“And drawn by my eager desire, desirous of seeing the great confusion of the various and strange forms created by ingenious nature, having wandered for some distance among the overhanging rocks, I came to the mouth of a huge cavern, before which for a time I remained stupefied, having been ignorant of its existence…” British Library, Codex Arundel, c. 155r)
With these words, Leonardo da Vinci described a journey—at once physical and imaginative—into the recesses of a mountain to peer into its interior. Leonardo’s gaze was met with “deep darkness.” In this lecture, Associate Professor Monica Azzolini explores the period of transition that led from Leonardo’s explorations of caves and grottos to Athanasius Kircher’s systematic visualisation of the Earth’s interior. She argues that across these two centuries, the rhetoric of fear and horror that had characterised the underworld for generations gave way first to a duality of “fear and desire,” and ultimately to a more capacious, celebratory rhetoric of marvel regarding the profusion and beauty of the world below the surface. By analysing this shift, Azzolini will suggest the underlying causes of this epistemic turn and examine its broader implications for European intellectual history and the history of knowledge.
Monica Azzolini is Associate Professor of History of Science at the University of Bologna.

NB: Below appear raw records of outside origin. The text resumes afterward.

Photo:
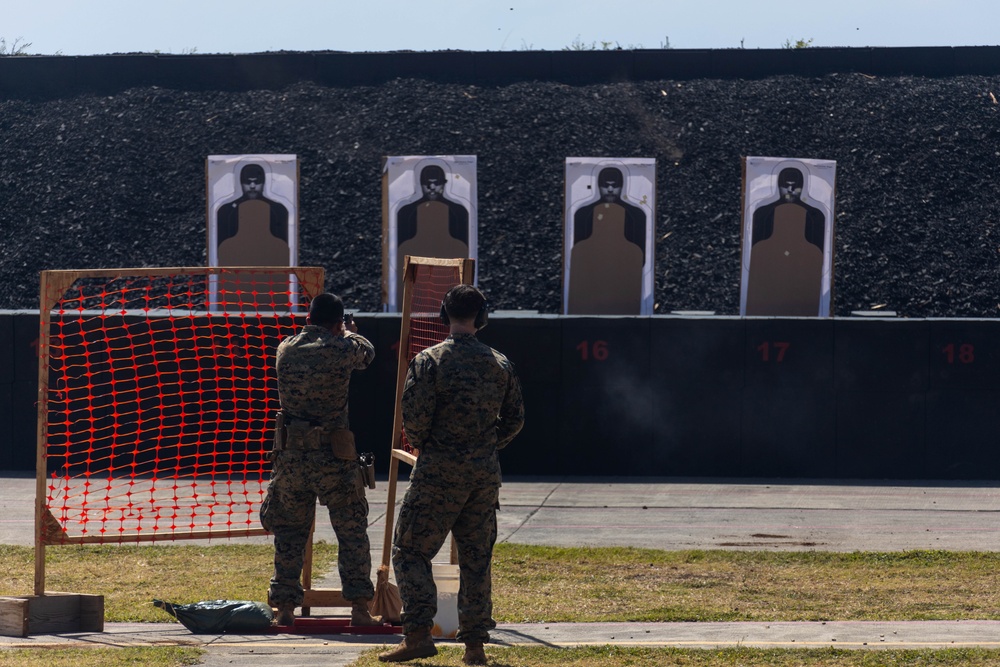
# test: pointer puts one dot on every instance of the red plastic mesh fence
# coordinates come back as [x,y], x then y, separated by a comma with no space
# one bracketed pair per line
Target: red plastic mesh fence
[157,415]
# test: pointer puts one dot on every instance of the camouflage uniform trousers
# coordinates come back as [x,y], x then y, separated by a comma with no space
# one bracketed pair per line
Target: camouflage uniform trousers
[431,508]
[298,479]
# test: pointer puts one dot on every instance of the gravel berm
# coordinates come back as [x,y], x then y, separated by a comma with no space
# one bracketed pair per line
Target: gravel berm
[119,181]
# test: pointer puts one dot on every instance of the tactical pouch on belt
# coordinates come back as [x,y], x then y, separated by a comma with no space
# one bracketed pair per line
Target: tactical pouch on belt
[342,445]
[279,435]
[367,463]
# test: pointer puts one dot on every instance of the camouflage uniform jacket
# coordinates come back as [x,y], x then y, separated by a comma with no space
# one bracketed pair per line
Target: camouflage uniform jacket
[314,373]
[463,398]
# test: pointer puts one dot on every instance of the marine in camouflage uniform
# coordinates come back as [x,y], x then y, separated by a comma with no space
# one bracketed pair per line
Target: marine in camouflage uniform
[461,404]
[314,370]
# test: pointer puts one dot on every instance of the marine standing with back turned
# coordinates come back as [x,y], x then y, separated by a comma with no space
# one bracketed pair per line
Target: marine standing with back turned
[315,457]
[461,404]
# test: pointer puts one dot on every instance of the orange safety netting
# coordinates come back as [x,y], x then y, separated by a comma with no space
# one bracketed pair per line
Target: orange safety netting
[157,418]
[430,283]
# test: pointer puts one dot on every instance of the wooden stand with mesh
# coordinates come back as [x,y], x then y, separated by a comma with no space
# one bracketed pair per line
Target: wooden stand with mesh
[127,359]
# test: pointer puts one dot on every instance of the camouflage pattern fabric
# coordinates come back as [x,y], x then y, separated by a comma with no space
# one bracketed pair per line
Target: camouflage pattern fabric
[314,370]
[314,373]
[461,403]
[297,480]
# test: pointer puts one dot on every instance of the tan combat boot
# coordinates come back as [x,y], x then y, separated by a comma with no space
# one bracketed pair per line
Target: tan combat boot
[360,614]
[474,654]
[416,644]
[286,614]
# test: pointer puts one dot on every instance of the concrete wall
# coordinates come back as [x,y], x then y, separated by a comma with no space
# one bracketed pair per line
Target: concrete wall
[685,396]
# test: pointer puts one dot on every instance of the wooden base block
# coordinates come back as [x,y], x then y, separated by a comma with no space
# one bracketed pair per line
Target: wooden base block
[51,613]
[318,597]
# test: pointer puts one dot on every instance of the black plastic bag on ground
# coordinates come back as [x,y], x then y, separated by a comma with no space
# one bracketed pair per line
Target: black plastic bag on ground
[217,616]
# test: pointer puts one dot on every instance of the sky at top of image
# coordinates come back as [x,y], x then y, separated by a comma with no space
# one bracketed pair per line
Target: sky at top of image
[74,27]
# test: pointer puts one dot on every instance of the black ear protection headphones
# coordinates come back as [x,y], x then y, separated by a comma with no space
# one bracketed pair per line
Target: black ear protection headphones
[482,317]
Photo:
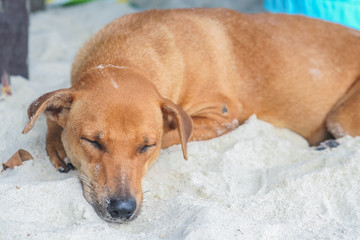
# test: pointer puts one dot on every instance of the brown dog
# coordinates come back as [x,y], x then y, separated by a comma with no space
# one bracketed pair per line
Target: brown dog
[162,77]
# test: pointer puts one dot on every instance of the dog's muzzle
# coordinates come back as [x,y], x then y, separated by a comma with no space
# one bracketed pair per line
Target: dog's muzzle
[121,209]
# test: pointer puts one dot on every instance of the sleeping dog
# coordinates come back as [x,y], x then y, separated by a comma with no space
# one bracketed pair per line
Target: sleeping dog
[150,80]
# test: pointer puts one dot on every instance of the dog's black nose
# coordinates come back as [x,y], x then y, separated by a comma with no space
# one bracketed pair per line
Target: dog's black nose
[122,209]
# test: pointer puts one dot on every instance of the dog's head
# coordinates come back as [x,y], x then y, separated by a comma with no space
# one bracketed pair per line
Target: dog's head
[113,122]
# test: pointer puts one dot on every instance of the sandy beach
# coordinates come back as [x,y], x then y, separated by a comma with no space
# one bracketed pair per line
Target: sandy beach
[257,182]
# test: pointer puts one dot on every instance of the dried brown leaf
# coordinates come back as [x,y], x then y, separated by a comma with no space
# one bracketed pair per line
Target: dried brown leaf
[17,159]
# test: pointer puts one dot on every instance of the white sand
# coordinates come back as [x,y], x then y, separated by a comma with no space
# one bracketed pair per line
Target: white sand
[258,182]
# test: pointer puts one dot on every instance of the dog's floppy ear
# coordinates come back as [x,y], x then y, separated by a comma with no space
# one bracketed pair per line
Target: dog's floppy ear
[180,120]
[54,104]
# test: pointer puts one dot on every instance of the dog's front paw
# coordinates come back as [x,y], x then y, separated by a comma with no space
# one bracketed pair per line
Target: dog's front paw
[58,157]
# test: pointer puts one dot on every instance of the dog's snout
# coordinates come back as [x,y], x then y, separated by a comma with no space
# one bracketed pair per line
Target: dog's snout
[122,209]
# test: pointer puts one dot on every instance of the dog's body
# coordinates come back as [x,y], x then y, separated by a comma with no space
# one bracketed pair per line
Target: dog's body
[164,77]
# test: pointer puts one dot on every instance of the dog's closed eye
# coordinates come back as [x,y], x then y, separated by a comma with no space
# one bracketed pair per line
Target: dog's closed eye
[95,144]
[146,147]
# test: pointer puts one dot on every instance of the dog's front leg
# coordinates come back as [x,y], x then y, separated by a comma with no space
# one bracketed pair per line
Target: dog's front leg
[55,148]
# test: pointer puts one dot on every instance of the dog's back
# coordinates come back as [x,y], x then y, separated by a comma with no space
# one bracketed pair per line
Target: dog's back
[261,63]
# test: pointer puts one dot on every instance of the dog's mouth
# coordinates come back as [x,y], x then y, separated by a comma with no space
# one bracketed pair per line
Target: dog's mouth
[110,208]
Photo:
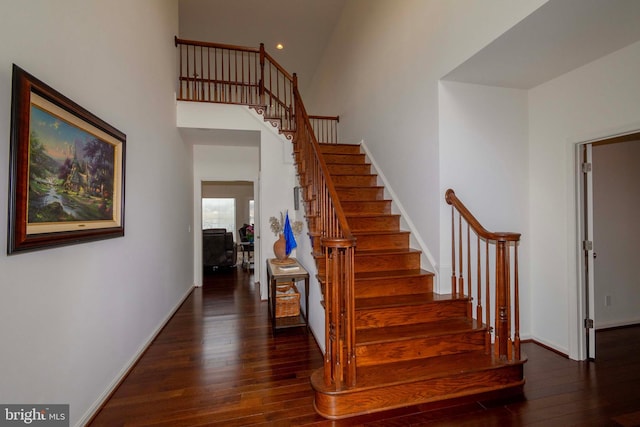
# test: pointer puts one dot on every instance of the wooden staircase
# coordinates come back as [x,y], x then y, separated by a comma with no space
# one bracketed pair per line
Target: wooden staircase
[390,341]
[412,346]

She works on early modern science, medicine and the environment, with a particular focus on Italy but increasingly extending to transnational networks. She has published important studies of Leonardo da Vinci’s anatomical work, Renaissance astrology, and courtly science, and has held prestigious fellowships at I Tatti – The Harvard Center for Italian Renaissance Studies, The Warburg Institute, London, and the Shelby Cullom Davis Center at Princeton University. Her research has been supported by the British Academy, The Leverhulme Trust, The Royal Society of Edinburgh, The Carnegie Trust, The European Commission, and The Global Challenges Research Fund.
This event is organised by Dr Robert Brennan, Lecturer in Italian Art 1300-1500, and the Leonardo da Vinci Society.